C++ Iterator Invalidation — The Vector Reallocation Crash
Vector reallocation invalidates all iterators — the classic midnight crash.
20+ years shipping performance-critical C and C++ systems. Written from production experience, not tutorials.
- Iterators are the glue between algorithms and containers: a common interface that works for vector, list, map, and more.
- Five categories: Input (read-once), Output (write-once), Forward (multi-pass), Bidirectional (forward+back), Random Access (jump by index).
- Each category is a superset – Random Access can do everything below it, but algorithms require specific categories. Try using list with std::sort and the compiler stops you.
- Performance hit: std::advance on a list is O(n), but on a vector it’s O(1). The difference matters when iterating over a million elements.
- Production insight: iterator invalidation (especially on vector reallocation) is the #1 cause of silent corruption. Always re-acquire iterators after modifying the container.
- Biggest mistake: assuming all iterators support arithmetic or comparison. Pointer arithmetic only works for Random Access; for list you get a compile error.
Imagine a music playlist on your phone. You can tap the forward button to go to the next song, tap back to return to the previous one, or jump straight to song number 7. An STL iterator is exactly that — it's your 'current position' pointer inside a container like a vector or list. It lets your code navigate through data without knowing or caring how that data is stored underneath. Some iterators can only move forward (like a cassette tape), while others can jump anywhere instantly (like a digital track scrubber).
Every serious C++ program deals with collections of data — user records, sensor readings, queued tasks. The moment you need to visit, transform, or search those collections, you hit a fundamental question: how does my algorithm talk to my data structure in a way that works regardless of whether the data lives in a contiguous array, a doubly-linked list, or a balanced tree? That question is exactly what STL iterators were designed to answer, and it's why they sit at the very heart of the C++ Standard Library.
Before iterators existed, writing a generic sort or find meant either duplicating code for every container type or sacrificing type safety with raw void pointers. Iterators solve this by acting as a common contract — a standardised interface that any container can fulfil and any algorithm can depend on. The algorithm doesn't need to know it's talking to a vector; it just needs an iterator that supports the operations it requires. This separation is what makes std::sort work on a vector but std::list::sort exist as a member function — the details matter, and understanding them saves you from subtle bugs and wasted CPU cycles.
By the end of this article you'll know the five iterator categories and why the distinction between them is not just academic trivia, you'll be able to choose the right iterator for the job, write range-based patterns that professional C++ engineers use daily, avoid the two most common iterator invalidation crashes, and walk into a technical interview able to answer iterator questions with genuine depth rather than surface-level recitation.

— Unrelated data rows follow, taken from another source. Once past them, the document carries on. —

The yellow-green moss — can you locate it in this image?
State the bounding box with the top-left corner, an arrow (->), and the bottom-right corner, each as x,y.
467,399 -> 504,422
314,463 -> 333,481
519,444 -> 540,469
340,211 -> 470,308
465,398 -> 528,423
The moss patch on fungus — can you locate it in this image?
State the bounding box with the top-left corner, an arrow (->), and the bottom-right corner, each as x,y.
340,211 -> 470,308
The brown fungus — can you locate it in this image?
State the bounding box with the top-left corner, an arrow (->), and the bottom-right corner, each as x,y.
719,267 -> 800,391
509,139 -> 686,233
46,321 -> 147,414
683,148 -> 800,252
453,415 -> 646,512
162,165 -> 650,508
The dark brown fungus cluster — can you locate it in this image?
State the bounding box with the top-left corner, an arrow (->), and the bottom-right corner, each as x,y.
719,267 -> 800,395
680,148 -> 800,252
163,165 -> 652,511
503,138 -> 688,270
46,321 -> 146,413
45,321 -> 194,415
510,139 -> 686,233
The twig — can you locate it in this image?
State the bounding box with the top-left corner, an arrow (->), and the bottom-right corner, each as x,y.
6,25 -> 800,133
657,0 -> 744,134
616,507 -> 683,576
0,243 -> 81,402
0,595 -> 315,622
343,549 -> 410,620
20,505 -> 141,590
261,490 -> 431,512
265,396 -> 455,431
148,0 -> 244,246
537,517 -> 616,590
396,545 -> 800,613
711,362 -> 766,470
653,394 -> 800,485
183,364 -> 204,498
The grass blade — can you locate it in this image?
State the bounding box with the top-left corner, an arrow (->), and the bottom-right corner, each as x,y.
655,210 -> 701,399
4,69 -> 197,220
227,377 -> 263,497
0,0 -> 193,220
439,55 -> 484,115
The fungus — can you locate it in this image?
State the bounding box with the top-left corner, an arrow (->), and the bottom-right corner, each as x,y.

How Vector Iterator Invalidation Works — and Why It Crashes
Iterator invalidation is the rule that an iterator, pointer, or reference to a container element becomes invalid after certain container operations. For std::vector, the most common crash trigger is reallocation: when push_back, insert, or resize exceeds capacity, the vector allocates new memory, moves all elements, and deallocates the old buffer. Every iterator into the old buffer is now dangling — dereferencing it is undefined behavior.
Reallocation happens when size == capacity. The vector typically grows by a factor of 1.5–2× (implementation-defined). After reallocation, all iterators, pointers, and references to any element are invalidated — not just those past the insertion point. This differs from list or map, where only iterators to the erased element are invalidated. The cost is O(n) copy/move per reallocation, but the real danger is silent corruption: a stale iterator may appear to work until the memory is reused.
Use vector when you need contiguous storage and amortized O(1) push_back. Reserve capacity upfront if you know the final size — this avoids reallocation entirely. When iterating and inserting, either recompute iterators after each insertion or switch to a container like deque or list that doesn't invalidate iterators on growth. In performance-critical paths, measure reallocation frequency with a memory profiler.
The Five Iterator Categories — What They Can Do and Why It Matters
The C++ standard defines iterators not by their type name but by the operations they support. Think of them as tiers of capability, each a superset of the one below it.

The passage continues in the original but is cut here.